In noticing these three attitudes I realise that the preferred option is Ferrari – to be genuinely grateful for seemingly inconsequential (ie to come out of the toilet and to be genuinely grateful for the ability to function as you have and to meaningful say a prayer or a little thank you to the Power that Exists in the World) and larger acts (that my daughter has been potty trained). However, thanking without thinking, to some extent does the trick but not being grateful ever for absolutely anything is probably going to make you miserable your whole life. So even in my wholly unpleasant situation, I am trying to have the Ferrari attitude to gratitude. It keeps me going in difficult times.
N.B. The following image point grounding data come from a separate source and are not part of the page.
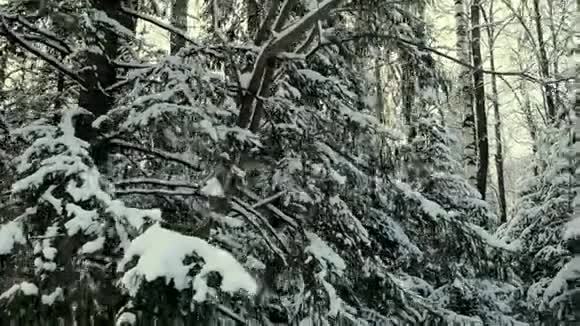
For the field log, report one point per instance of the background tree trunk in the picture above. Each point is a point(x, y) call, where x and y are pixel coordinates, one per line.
point(179, 12)
point(464, 93)
point(499, 164)
point(544, 64)
point(480, 109)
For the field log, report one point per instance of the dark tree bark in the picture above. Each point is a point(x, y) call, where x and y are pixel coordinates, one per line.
point(480, 110)
point(465, 95)
point(95, 98)
point(179, 20)
point(544, 64)
point(253, 16)
point(499, 161)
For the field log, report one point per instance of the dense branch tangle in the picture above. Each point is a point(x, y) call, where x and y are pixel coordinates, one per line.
point(280, 40)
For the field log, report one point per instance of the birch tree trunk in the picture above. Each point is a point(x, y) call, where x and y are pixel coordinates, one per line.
point(380, 100)
point(464, 95)
point(480, 109)
point(179, 11)
point(573, 233)
point(544, 65)
point(499, 164)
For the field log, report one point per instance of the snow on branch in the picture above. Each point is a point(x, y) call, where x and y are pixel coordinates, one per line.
point(156, 152)
point(10, 235)
point(161, 253)
point(156, 182)
point(55, 63)
point(158, 23)
point(263, 232)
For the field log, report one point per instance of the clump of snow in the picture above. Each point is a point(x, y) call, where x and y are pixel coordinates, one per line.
point(319, 249)
point(559, 283)
point(127, 318)
point(572, 229)
point(92, 246)
point(26, 288)
point(50, 299)
point(213, 188)
point(82, 219)
point(10, 234)
point(161, 253)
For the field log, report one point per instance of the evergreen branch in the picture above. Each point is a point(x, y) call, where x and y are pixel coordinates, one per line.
point(248, 216)
point(18, 39)
point(270, 207)
point(158, 23)
point(156, 192)
point(157, 153)
point(262, 219)
point(441, 54)
point(156, 182)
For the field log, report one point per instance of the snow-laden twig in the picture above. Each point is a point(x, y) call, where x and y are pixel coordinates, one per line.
point(250, 218)
point(270, 207)
point(159, 23)
point(157, 182)
point(156, 152)
point(159, 192)
point(55, 63)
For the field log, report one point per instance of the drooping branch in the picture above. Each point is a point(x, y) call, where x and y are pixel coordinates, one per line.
point(156, 182)
point(262, 71)
point(441, 54)
point(158, 23)
point(157, 153)
point(18, 39)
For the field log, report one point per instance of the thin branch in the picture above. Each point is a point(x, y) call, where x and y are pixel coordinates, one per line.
point(249, 217)
point(441, 54)
point(156, 182)
point(46, 33)
point(158, 153)
point(14, 37)
point(158, 23)
point(157, 192)
point(271, 207)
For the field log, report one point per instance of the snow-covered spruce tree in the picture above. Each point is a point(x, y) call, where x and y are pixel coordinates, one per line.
point(563, 294)
point(544, 207)
point(298, 196)
point(77, 234)
point(465, 267)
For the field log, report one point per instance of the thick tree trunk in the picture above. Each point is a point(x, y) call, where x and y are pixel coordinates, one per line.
point(544, 64)
point(480, 109)
point(408, 94)
point(464, 94)
point(179, 20)
point(498, 133)
point(95, 99)
point(380, 100)
point(574, 241)
point(253, 16)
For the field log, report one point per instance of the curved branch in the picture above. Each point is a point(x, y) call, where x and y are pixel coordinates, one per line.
point(15, 38)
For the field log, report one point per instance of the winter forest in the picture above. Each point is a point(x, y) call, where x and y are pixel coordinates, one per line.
point(289, 162)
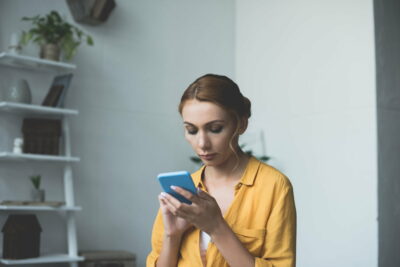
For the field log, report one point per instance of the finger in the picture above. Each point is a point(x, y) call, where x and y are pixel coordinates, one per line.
point(167, 204)
point(188, 195)
point(176, 207)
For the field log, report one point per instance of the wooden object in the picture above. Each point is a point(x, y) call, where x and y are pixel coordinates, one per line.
point(91, 12)
point(21, 238)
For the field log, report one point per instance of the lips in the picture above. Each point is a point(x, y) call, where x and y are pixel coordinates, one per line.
point(208, 156)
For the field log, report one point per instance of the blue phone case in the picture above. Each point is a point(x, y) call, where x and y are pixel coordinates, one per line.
point(181, 179)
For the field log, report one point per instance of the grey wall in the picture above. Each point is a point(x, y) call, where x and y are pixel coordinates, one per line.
point(126, 88)
point(309, 68)
point(387, 24)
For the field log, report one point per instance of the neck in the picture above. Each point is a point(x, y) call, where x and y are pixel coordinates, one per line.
point(231, 169)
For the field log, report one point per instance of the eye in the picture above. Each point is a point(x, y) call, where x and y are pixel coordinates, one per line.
point(216, 129)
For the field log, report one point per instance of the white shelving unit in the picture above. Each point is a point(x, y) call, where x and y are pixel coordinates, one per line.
point(36, 64)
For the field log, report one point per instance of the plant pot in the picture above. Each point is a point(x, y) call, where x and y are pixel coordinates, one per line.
point(19, 92)
point(50, 51)
point(38, 195)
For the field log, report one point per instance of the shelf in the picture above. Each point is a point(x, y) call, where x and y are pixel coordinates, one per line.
point(39, 208)
point(33, 63)
point(44, 259)
point(35, 109)
point(35, 157)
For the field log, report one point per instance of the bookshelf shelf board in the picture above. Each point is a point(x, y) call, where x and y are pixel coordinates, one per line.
point(44, 259)
point(35, 157)
point(29, 109)
point(38, 208)
point(33, 63)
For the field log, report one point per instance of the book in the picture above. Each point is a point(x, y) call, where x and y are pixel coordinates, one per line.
point(58, 90)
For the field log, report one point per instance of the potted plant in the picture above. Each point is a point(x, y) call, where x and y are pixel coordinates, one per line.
point(54, 35)
point(37, 193)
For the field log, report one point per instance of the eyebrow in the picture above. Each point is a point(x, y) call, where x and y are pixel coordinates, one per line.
point(211, 122)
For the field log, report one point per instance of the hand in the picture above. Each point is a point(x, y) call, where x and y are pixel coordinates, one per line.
point(173, 225)
point(204, 212)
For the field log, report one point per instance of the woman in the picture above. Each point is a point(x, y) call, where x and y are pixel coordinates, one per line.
point(244, 212)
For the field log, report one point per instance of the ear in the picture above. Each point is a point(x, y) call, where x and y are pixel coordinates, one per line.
point(243, 125)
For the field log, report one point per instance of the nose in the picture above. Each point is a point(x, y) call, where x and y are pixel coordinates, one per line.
point(203, 141)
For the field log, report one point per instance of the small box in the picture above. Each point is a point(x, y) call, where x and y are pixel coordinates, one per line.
point(21, 237)
point(107, 258)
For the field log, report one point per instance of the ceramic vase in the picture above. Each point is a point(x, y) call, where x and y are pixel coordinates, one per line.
point(19, 92)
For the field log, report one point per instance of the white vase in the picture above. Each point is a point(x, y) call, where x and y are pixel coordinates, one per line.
point(18, 92)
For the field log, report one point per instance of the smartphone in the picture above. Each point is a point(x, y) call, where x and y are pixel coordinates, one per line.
point(181, 179)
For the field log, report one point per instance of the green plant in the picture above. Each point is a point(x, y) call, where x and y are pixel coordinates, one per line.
point(249, 152)
point(52, 29)
point(35, 179)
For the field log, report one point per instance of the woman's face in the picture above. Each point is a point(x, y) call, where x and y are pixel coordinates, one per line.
point(209, 129)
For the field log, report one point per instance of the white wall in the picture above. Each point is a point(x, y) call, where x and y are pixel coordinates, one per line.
point(127, 88)
point(308, 66)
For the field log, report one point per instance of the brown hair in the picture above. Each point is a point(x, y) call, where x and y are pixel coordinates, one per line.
point(223, 92)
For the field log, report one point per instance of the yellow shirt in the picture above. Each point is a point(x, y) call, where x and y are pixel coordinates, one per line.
point(262, 215)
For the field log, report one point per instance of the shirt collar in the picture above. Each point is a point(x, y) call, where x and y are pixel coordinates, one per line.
point(248, 176)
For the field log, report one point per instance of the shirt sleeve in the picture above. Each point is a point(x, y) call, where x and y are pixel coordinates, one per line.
point(280, 240)
point(156, 241)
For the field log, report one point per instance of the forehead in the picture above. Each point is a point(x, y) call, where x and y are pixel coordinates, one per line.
point(199, 112)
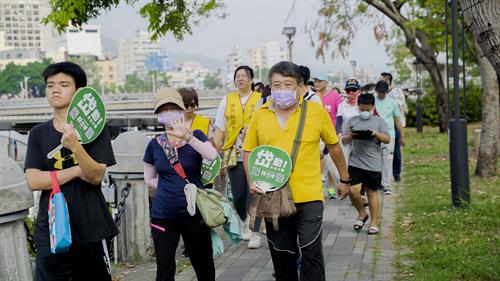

In other news – there isn’t much I am afraid. I was hopeful that the ‘It isn’t what you know but who you know’ approach might work, since someone I knew, knew someone else who knew someone else who was very important in the world of epilepsy. However all that person can do is refer me to the person that I already have an appointment with in mid-October. This October doctor is apparently the only person in the country that can help me (if anyone knows anyone who knows anyone who knows someone who knows about cognition/ executive functioning and epilepsy/ neurological diseases in this country or abroad please let me know). So whilst I am waiting for my appointment and if I get my act together I am going to go to a naturopathic pharmacy and get the ‘medication’ that the naturopathic doctor has prescribed for me and see if that helps me.
And for those observing Tisha B’av a little story – My son wants to be a builder when he grows up. His biggest ambition is to repair the Western Wall because it has holes in it, where people put their ‘wishes’. He is very sad about the fact that it is broken. My son is hoping that with his skills, and G-d’s help it will be rebuilt speedily within his days.